Animal rescuers are frantic, trying to respond to all the calls coming in from San Diego to the San Francisco areas of the state this year. Sea lion pup strandings are five times higher than normal for the averages usually seen from January to April.
Many of the pups are sick with pneumonia, and some have parasites swarming on their insides. All of them are nothing more than skin and bones, with protruding rib cages. Too weak to move once they are on the beach, they are prey to dogs and well-meaning humans who have no clue in how to help them.
“They come ashore because if they didn’t, they would drown,” Shawn Johnson, the director of veterinary science at Marine Mammal Center in Sausalito, told the Times. “They’re just bones and skin. They’re really on the brink of death.”

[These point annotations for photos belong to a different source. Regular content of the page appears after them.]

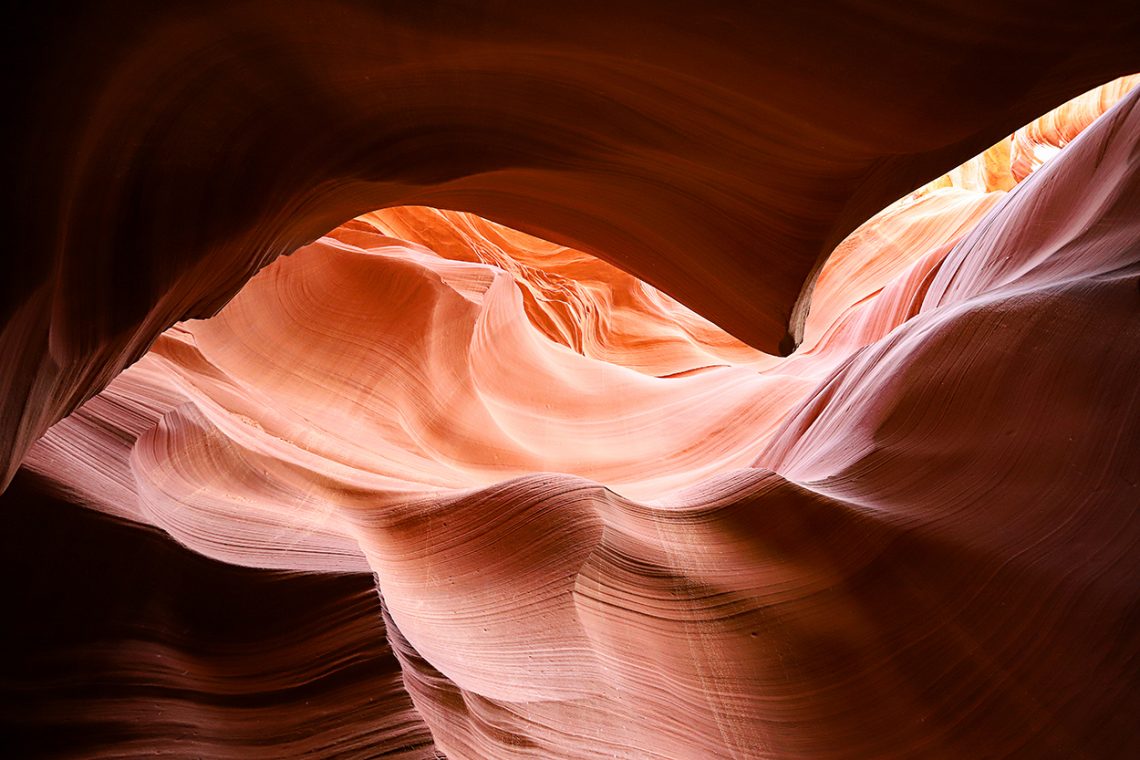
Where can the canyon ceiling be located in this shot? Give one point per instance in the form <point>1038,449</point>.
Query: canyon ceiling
<point>625,380</point>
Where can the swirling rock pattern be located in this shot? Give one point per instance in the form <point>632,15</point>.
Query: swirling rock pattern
<point>601,526</point>
<point>163,153</point>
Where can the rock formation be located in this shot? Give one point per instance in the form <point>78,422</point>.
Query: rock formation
<point>432,485</point>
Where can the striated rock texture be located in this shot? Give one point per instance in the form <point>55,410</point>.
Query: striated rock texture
<point>601,526</point>
<point>161,153</point>
<point>432,487</point>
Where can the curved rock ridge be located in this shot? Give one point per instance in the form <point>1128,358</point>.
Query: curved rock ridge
<point>128,645</point>
<point>157,168</point>
<point>601,528</point>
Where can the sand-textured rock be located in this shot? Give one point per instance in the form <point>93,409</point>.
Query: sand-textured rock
<point>596,524</point>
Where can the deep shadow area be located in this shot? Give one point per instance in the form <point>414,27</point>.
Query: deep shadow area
<point>116,638</point>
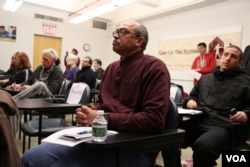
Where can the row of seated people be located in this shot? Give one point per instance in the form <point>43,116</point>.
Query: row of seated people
<point>47,79</point>
<point>140,105</point>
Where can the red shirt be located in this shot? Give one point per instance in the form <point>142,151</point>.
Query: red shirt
<point>207,63</point>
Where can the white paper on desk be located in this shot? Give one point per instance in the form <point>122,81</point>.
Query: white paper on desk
<point>173,91</point>
<point>188,111</point>
<point>76,92</point>
<point>57,138</point>
<point>195,74</point>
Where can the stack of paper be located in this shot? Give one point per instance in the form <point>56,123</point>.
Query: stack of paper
<point>72,136</point>
<point>188,111</point>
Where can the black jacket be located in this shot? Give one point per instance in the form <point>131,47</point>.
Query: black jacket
<point>222,91</point>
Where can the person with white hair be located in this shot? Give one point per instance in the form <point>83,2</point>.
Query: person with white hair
<point>45,81</point>
<point>72,68</point>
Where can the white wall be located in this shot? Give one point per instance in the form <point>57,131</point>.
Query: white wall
<point>73,36</point>
<point>223,15</point>
<point>216,17</point>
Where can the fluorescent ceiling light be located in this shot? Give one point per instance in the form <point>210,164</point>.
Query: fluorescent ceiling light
<point>105,8</point>
<point>12,5</point>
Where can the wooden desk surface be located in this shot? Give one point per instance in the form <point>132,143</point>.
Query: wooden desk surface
<point>43,104</point>
<point>145,142</point>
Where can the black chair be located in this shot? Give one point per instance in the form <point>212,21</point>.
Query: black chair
<point>172,120</point>
<point>51,125</point>
<point>176,92</point>
<point>238,140</point>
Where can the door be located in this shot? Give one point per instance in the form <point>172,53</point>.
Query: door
<point>43,42</point>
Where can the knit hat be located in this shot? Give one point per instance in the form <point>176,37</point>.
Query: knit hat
<point>75,50</point>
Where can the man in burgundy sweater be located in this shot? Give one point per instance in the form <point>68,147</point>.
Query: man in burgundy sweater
<point>134,91</point>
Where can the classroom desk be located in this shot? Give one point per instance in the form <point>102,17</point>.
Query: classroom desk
<point>141,142</point>
<point>43,106</point>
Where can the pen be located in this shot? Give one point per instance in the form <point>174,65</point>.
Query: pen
<point>233,111</point>
<point>84,132</point>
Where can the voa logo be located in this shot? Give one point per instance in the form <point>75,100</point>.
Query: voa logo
<point>236,158</point>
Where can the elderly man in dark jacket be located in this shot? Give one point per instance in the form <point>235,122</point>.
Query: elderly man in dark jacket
<point>223,96</point>
<point>45,81</point>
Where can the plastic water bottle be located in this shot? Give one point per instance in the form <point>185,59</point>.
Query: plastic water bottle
<point>99,127</point>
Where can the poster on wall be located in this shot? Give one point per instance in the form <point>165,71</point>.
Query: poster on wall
<point>179,54</point>
<point>8,33</point>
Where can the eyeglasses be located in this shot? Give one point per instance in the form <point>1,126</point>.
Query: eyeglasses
<point>122,32</point>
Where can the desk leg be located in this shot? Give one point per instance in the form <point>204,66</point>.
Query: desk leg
<point>118,158</point>
<point>40,128</point>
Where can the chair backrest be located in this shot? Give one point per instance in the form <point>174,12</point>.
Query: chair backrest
<point>78,93</point>
<point>63,88</point>
<point>172,118</point>
<point>176,92</point>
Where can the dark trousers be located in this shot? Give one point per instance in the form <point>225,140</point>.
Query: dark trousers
<point>207,141</point>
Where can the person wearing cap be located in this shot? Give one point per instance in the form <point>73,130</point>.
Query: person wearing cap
<point>45,81</point>
<point>73,52</point>
<point>72,69</point>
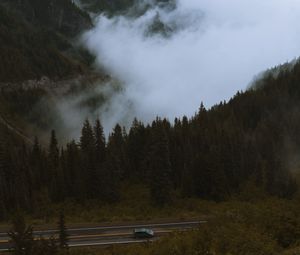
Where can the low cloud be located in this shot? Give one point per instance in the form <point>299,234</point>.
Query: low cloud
<point>198,51</point>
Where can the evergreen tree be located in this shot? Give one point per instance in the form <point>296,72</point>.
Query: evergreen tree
<point>63,235</point>
<point>159,165</point>
<point>21,236</point>
<point>89,160</point>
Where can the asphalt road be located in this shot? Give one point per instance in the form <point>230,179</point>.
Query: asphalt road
<point>108,235</point>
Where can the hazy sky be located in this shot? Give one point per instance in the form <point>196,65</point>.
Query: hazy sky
<point>219,46</point>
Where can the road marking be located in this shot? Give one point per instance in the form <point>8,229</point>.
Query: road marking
<point>101,235</point>
<point>124,227</point>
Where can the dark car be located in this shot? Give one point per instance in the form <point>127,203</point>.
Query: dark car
<point>143,233</point>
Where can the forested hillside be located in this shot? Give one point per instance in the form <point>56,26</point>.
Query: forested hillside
<point>133,7</point>
<point>35,39</point>
<point>251,142</point>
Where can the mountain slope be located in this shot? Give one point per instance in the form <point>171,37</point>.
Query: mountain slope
<point>35,39</point>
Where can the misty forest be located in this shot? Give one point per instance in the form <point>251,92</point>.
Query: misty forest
<point>99,126</point>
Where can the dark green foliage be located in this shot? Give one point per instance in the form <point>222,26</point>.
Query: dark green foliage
<point>159,165</point>
<point>34,39</point>
<point>21,236</point>
<point>250,144</point>
<point>63,235</point>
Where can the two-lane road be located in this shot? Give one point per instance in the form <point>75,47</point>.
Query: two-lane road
<point>108,235</point>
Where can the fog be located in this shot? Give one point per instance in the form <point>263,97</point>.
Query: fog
<point>206,51</point>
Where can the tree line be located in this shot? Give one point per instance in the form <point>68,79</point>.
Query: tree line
<point>249,141</point>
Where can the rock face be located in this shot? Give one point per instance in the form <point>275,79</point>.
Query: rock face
<point>36,39</point>
<point>62,16</point>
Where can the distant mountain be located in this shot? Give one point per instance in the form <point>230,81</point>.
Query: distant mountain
<point>36,39</point>
<point>131,7</point>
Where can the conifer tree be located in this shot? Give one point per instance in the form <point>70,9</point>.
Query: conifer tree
<point>63,235</point>
<point>88,160</point>
<point>21,236</point>
<point>159,165</point>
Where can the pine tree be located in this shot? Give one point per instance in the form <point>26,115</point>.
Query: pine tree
<point>159,165</point>
<point>53,166</point>
<point>21,236</point>
<point>100,142</point>
<point>63,235</point>
<point>88,160</point>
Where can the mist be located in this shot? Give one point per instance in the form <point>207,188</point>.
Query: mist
<point>203,51</point>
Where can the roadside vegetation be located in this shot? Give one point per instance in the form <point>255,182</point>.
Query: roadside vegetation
<point>262,227</point>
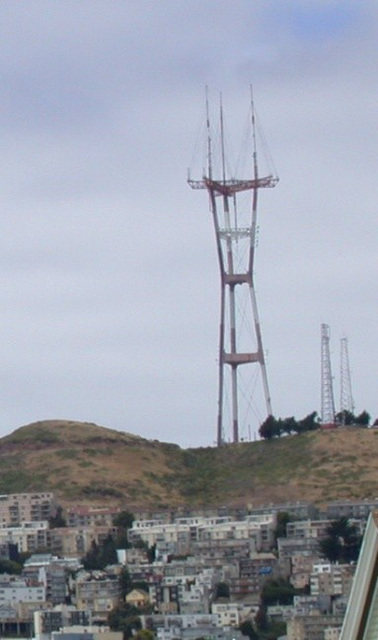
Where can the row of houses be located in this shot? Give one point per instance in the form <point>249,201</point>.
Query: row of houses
<point>194,553</point>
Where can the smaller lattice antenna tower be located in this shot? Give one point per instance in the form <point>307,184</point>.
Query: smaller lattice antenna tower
<point>346,397</point>
<point>327,399</point>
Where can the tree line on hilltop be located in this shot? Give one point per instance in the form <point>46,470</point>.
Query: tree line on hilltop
<point>276,427</point>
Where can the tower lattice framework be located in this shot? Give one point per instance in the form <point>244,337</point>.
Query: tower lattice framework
<point>327,397</point>
<point>233,206</point>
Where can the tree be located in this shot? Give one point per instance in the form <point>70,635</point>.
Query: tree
<point>269,428</point>
<point>222,590</point>
<point>342,542</point>
<point>125,582</point>
<point>100,556</point>
<point>309,422</point>
<point>58,520</point>
<point>144,634</point>
<point>363,419</point>
<point>345,417</point>
<point>247,629</point>
<point>125,618</point>
<point>282,519</point>
<point>124,520</point>
<point>277,591</point>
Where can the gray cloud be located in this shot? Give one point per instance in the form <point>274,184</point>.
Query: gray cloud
<point>108,266</point>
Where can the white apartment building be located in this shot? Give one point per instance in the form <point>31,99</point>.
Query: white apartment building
<point>26,507</point>
<point>14,590</point>
<point>190,530</point>
<point>28,536</point>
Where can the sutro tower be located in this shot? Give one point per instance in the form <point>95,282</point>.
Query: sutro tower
<point>233,205</point>
<point>327,398</point>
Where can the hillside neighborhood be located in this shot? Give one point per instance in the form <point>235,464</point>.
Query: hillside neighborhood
<point>101,572</point>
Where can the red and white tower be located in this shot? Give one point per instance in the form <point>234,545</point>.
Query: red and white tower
<point>327,398</point>
<point>233,206</point>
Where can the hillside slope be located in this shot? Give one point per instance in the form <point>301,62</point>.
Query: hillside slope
<point>83,462</point>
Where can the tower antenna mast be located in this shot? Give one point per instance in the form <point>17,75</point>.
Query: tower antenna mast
<point>327,398</point>
<point>235,243</point>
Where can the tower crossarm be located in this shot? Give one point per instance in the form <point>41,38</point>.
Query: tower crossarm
<point>235,359</point>
<point>232,186</point>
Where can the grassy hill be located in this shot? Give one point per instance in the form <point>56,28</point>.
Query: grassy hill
<point>83,462</point>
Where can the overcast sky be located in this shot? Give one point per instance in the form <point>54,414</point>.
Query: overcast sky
<point>108,269</point>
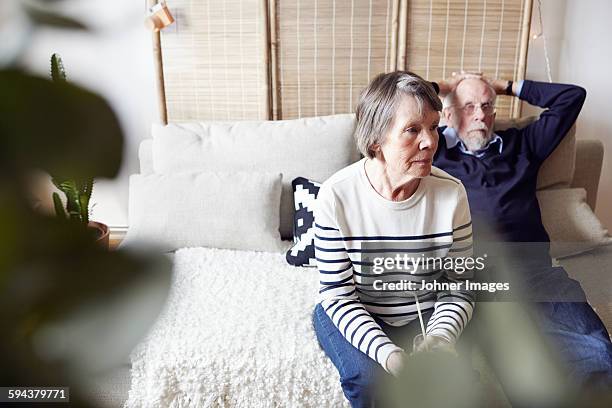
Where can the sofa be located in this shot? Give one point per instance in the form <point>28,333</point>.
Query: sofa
<point>567,191</point>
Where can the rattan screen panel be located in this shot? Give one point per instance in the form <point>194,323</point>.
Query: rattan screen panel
<point>329,50</point>
<point>476,35</point>
<point>214,60</point>
<point>284,59</point>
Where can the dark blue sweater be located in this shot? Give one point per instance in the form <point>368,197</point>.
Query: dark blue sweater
<point>501,186</point>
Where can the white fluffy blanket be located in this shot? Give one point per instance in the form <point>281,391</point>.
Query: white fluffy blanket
<point>236,332</point>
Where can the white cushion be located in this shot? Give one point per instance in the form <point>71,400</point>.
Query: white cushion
<point>223,210</point>
<point>570,222</point>
<point>145,156</point>
<point>312,147</point>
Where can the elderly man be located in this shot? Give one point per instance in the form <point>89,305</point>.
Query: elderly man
<point>499,171</point>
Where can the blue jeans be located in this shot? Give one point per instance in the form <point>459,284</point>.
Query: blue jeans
<point>573,328</point>
<point>580,338</point>
<point>358,372</point>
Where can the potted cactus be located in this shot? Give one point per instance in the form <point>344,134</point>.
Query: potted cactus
<point>77,192</point>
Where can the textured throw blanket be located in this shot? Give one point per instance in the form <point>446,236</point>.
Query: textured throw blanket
<point>236,332</point>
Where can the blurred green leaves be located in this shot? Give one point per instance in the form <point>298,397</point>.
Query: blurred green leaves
<point>59,127</point>
<point>68,307</point>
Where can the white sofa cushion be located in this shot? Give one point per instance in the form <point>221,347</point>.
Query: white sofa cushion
<point>222,210</point>
<point>312,147</point>
<point>570,222</point>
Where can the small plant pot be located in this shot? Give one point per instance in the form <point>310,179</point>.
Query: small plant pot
<point>102,233</point>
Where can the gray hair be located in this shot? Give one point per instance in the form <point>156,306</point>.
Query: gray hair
<point>378,104</point>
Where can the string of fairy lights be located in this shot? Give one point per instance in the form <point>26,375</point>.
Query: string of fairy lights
<point>542,35</point>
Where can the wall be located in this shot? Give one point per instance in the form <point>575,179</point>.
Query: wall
<point>586,59</point>
<point>116,60</point>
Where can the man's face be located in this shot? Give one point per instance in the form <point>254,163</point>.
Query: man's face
<point>473,113</point>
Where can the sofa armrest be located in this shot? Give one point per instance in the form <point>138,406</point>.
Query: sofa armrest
<point>589,159</point>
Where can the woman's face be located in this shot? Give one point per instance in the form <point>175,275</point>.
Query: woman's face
<point>410,144</point>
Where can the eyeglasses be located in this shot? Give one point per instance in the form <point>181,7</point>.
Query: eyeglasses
<point>487,108</point>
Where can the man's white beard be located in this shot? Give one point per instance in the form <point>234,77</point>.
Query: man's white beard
<point>475,140</point>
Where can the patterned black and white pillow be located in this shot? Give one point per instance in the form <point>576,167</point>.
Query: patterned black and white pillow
<point>304,195</point>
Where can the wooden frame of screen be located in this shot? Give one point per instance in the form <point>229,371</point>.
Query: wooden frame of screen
<point>273,104</point>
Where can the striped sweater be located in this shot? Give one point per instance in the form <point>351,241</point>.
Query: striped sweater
<point>353,222</point>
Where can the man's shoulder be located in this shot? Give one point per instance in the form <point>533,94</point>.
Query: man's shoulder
<point>443,179</point>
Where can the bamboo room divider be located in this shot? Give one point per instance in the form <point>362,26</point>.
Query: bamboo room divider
<point>283,59</point>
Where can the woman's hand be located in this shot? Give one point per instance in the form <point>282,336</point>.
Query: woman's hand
<point>395,362</point>
<point>432,343</point>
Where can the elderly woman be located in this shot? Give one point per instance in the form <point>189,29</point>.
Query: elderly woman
<point>390,202</point>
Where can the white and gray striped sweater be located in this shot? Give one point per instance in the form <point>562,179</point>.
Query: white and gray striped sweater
<point>352,221</point>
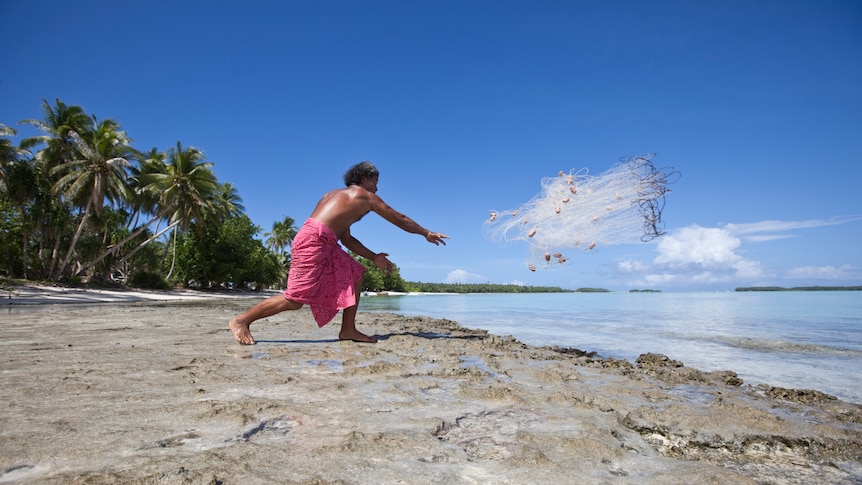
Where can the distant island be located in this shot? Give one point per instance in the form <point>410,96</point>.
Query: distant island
<point>420,287</point>
<point>801,288</point>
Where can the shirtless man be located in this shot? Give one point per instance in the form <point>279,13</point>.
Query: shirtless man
<point>322,274</point>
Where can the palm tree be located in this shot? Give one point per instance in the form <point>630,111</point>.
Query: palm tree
<point>9,153</point>
<point>279,240</point>
<point>58,148</point>
<point>142,199</point>
<point>281,236</point>
<point>98,175</point>
<point>187,188</point>
<point>229,203</point>
<point>18,181</point>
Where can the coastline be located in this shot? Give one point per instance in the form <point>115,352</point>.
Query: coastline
<point>150,387</point>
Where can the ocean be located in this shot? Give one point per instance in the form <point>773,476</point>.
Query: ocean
<point>798,340</point>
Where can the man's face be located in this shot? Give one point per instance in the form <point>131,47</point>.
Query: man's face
<point>370,184</point>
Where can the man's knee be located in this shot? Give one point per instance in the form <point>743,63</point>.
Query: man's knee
<point>289,304</point>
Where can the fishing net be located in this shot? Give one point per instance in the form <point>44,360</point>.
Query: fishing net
<point>577,212</point>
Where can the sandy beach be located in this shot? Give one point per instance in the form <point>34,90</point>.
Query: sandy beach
<point>107,387</point>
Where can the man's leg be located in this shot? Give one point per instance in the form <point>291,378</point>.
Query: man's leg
<point>348,324</point>
<point>267,308</point>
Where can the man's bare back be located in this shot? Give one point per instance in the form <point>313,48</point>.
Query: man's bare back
<point>338,210</point>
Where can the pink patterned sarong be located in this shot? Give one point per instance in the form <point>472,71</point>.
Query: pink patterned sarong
<point>322,275</point>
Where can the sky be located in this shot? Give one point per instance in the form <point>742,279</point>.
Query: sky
<point>465,106</point>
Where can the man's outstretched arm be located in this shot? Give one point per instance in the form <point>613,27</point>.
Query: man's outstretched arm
<point>404,222</point>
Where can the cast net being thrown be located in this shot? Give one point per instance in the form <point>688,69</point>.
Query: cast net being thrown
<point>577,212</point>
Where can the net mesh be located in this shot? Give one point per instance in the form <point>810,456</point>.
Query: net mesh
<point>576,212</point>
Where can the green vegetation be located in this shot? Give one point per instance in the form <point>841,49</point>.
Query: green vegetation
<point>802,288</point>
<point>79,204</point>
<point>479,288</point>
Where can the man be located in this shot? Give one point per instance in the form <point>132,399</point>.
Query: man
<point>322,274</point>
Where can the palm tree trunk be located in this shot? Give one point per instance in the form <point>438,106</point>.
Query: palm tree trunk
<point>74,241</point>
<point>174,259</point>
<point>141,246</point>
<point>116,247</point>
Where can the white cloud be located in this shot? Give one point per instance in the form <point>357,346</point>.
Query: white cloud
<point>462,276</point>
<point>703,256</point>
<point>700,246</point>
<point>842,272</point>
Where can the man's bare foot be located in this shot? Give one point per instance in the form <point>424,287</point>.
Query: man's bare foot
<point>241,332</point>
<point>356,336</point>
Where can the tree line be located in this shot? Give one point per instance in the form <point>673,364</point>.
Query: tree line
<point>80,204</point>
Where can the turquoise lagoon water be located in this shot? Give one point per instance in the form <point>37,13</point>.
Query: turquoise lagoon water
<point>801,340</point>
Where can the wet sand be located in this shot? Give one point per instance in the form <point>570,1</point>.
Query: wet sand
<point>138,391</point>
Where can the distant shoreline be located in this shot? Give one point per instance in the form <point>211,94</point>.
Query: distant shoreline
<point>801,288</point>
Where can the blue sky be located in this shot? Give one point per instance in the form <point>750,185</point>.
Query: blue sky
<point>466,106</point>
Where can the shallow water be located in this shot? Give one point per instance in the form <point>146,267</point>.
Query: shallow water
<point>803,340</point>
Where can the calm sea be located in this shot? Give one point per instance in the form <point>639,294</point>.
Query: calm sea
<point>801,340</point>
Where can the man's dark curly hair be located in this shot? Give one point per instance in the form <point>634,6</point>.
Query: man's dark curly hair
<point>359,171</point>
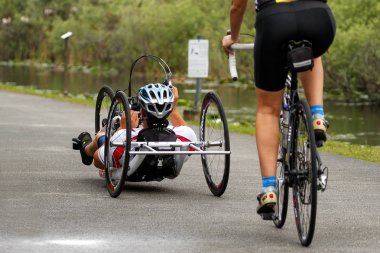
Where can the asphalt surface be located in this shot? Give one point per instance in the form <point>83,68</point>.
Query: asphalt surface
<point>50,202</point>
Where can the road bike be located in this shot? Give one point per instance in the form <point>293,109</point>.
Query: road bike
<point>299,165</point>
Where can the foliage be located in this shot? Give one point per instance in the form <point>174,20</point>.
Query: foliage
<point>112,34</point>
<point>363,152</point>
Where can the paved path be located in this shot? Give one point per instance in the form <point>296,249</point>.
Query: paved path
<point>50,202</point>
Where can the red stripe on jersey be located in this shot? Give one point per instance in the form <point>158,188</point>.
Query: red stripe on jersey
<point>184,139</point>
<point>117,154</point>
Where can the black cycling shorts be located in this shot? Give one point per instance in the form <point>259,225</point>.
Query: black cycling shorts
<point>279,23</point>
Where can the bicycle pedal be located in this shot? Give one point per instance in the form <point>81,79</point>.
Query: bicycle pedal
<point>104,122</point>
<point>322,179</point>
<point>319,143</point>
<point>267,216</point>
<point>77,144</point>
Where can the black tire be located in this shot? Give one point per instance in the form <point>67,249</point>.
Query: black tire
<point>213,127</point>
<point>281,208</point>
<point>115,179</point>
<point>304,163</point>
<point>103,103</point>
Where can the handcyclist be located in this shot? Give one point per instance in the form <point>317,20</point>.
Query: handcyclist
<point>278,22</point>
<point>157,101</point>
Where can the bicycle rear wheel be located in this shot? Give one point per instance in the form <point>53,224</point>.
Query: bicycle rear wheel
<point>305,168</point>
<point>103,103</point>
<point>116,155</point>
<point>214,129</point>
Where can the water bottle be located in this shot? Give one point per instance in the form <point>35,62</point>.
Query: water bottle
<point>285,124</point>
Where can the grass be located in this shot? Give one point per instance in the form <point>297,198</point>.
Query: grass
<point>362,152</point>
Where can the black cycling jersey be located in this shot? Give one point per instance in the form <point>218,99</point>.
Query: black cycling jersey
<point>263,3</point>
<point>276,25</point>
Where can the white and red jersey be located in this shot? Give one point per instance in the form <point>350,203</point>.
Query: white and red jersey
<point>183,133</point>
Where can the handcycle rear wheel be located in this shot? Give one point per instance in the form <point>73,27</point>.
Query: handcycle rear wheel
<point>116,157</point>
<point>214,128</point>
<point>304,163</point>
<point>103,103</point>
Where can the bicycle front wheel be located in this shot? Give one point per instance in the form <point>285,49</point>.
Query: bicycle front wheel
<point>304,167</point>
<point>117,144</point>
<point>103,103</point>
<point>214,132</point>
<point>281,207</point>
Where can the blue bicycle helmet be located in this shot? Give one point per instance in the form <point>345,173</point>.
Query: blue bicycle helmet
<point>156,100</point>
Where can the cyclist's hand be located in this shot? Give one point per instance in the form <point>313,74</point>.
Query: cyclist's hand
<point>226,43</point>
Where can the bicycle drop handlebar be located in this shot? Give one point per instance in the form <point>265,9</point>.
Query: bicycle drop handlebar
<point>232,57</point>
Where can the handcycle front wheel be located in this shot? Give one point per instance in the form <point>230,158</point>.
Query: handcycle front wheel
<point>214,129</point>
<point>116,154</point>
<point>304,163</point>
<point>103,103</point>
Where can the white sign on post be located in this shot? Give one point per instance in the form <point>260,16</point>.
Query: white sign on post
<point>198,59</point>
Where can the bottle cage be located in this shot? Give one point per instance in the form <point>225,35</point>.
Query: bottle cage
<point>300,56</point>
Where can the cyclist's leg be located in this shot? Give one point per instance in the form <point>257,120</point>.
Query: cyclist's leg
<point>318,27</point>
<point>268,107</point>
<point>273,30</point>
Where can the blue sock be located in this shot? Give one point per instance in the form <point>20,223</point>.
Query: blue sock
<point>317,111</point>
<point>269,183</point>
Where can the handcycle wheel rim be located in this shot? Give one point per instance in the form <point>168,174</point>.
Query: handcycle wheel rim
<point>208,127</point>
<point>115,185</point>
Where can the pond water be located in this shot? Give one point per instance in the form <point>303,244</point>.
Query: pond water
<point>351,123</point>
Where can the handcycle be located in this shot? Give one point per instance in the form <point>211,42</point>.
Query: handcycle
<point>166,157</point>
<point>299,165</point>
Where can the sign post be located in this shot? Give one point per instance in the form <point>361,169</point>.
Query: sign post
<point>198,64</point>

As was explained in a similar story in Digital Journal, posted on Feb. 14, 2015, the National Oceanic and Atmospheric Administration (NOAA) has been studying and documenting the erratic variations in the ocean circulation pattern called “El Niño Southern Oscillation,” or more commonly called, “El Niño.”
On March 5, NOAA officially announced 2015 the year of El Nino, projecting it to last from February through the spring and summer. “We’re basically declaring El Niño,” NOAA forecaster Michelle L’Heureux said. “It’s unfortunate we can’t declare a weak El Niño.”
NOAA says El Nino won’t have much of an impact on U.S. weather patterns this year because it is so weak, but this is not boding well for the sea lion pups. Forecasters were alerted to the forming of El Nino after observing a subsurface plume of warm water, called a Kelvin wave, running from west to east across the South Pacific Ocean. El Niño is marked by much warmer waters over the central and eastern parts of this basin, raising the ocean’s water temperatures 0.5°C, or about 1°F, warmer than average.
Things are so bad that SeaWorld San Diego announced last Friday it was canceling its sea lion and sea otters shows for at least two weeks so their trainers could assist in the sea lion rescue operations. “SeaWorld’s entire zoological staff is working tirelessly to save the lives of these emaciated and ill animals. [We] have already rescued more than 400 sea lions in 2015, which is more than twice the number of marine mammal rescues the park would average in a typical year,” the theme park said in a statement last week.
Researchers are now very worried over the long-term consequences of global warming and rising ocean temperatures on the sea lion population. Sea lions have evolved to breed almost exclusively on the Channel Islands over a period of thousands of years, relying on the upswells in the Pacific Ocean to bring them anchovies and sardines, as well as other marine foods.
“The environment is changing too rapidly,” said Sharon Melin, a wildlife biologist with the National Marine Fisheries Service who found that pups on the Channel Islands were 44 percent underweight. “Their life history is so much slower that it’s not keeping up.”
As Michele Hunter, the director of animal care at the Pacific Marine Mammal Center said, “It’s very difficult to see so much death.”